To solve this inequality, we need to consider two cases: when the quantity inside the absolute value is positive and when it is negative.
Case 1: when 2x - 7 is non-negative (greater than or equal to 0)
2x - 7 ≥ 02x ≥ 7x ≥ 7/2
Now, substitute this value of x back into the inequality to check if it satisfies the original inequality:
|2(7/2) - 7| ≤ 2|7 - 7| ≤ 2|0| ≤ 20 ≤ 2
This is true, so x ≥ 7/2 is a solution for this case.
Case 2: when 2x - 7 is negative
2x - 7 < 02x < 7x < 7/2
Since this is always true, any x values less than 7/2 also satisfy the inequality.

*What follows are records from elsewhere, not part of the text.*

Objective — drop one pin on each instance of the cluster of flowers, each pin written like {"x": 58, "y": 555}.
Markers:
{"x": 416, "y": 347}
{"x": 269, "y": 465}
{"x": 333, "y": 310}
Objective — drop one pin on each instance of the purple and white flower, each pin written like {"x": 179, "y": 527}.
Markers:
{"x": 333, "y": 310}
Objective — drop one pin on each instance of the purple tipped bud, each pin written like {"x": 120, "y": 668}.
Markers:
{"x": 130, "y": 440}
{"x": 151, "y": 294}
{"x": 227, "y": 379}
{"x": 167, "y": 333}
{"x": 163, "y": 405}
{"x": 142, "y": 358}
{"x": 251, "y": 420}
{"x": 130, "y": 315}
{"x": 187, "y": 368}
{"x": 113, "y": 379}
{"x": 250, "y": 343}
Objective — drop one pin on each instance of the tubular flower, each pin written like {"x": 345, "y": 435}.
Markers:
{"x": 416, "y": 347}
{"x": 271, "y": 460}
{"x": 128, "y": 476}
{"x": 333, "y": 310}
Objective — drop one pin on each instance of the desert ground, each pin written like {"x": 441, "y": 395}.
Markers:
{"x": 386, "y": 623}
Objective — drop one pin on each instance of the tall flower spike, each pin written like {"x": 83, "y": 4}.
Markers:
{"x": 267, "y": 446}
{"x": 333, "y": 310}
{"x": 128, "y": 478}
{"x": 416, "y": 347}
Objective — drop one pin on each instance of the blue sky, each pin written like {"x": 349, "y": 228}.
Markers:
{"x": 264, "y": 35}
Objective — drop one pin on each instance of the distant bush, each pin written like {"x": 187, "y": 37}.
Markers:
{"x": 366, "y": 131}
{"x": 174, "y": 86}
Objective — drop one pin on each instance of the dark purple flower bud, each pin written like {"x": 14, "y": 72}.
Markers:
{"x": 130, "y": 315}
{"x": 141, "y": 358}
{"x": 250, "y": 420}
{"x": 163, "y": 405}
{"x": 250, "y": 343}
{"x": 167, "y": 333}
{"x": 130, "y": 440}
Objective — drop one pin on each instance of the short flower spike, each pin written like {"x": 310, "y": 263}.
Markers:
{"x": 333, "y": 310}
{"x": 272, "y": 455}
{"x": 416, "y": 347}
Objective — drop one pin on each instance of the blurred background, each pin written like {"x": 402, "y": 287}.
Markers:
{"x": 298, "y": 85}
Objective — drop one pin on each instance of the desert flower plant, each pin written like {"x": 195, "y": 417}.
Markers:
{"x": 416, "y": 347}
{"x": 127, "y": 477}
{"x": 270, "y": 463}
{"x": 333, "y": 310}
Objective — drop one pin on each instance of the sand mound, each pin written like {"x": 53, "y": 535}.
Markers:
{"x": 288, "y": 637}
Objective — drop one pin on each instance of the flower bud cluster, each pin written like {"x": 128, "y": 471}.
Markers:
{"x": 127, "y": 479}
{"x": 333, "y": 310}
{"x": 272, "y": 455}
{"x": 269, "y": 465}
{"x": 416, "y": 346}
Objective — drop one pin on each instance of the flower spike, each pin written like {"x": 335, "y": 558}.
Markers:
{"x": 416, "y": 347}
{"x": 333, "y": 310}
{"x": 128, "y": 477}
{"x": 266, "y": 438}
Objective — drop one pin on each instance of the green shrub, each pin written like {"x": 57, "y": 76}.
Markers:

Therefore, the solution to the inequality |2x-7| ≤ 2 is x ≤ 7/2 or x ≥ 7/2.
To solve this inequality, we need to consider two cases: when the quantity inside the absolute value is positive and when it is negative.
Case 1: when 2x - 7 is non-negative (greater than or equal to 0)
2x - 7 ≥ 0
2x ≥ 7
x ≥ 7/2
Now, substitute this value of x back into the inequality to check if it satisfies the original inequality:
|2(7/2) - 7| ≤ 2
|7 - 7| ≤ 2
|0| ≤ 2
0 ≤ 2
This is true, so x ≥ 7/2 is a solution for this case.
Case 2: when 2x - 7 is negative
2x - 7 < 0
2x < 7
x < 7/2
Now, substitute this value of x back into the inequality to check if it satisfies the original inequality:
|2(7/2) - 7| ≤ 2
|7 - 7| ≤ 2
|0| ≤ 2
0 ≤ 2
Since this is always true, any x values less than 7/2 also satisfy the inequality.
Therefore, the solution to the inequality |2x-7| ≤ 2 is x ≤ 7/2 or x ≥ 7/2.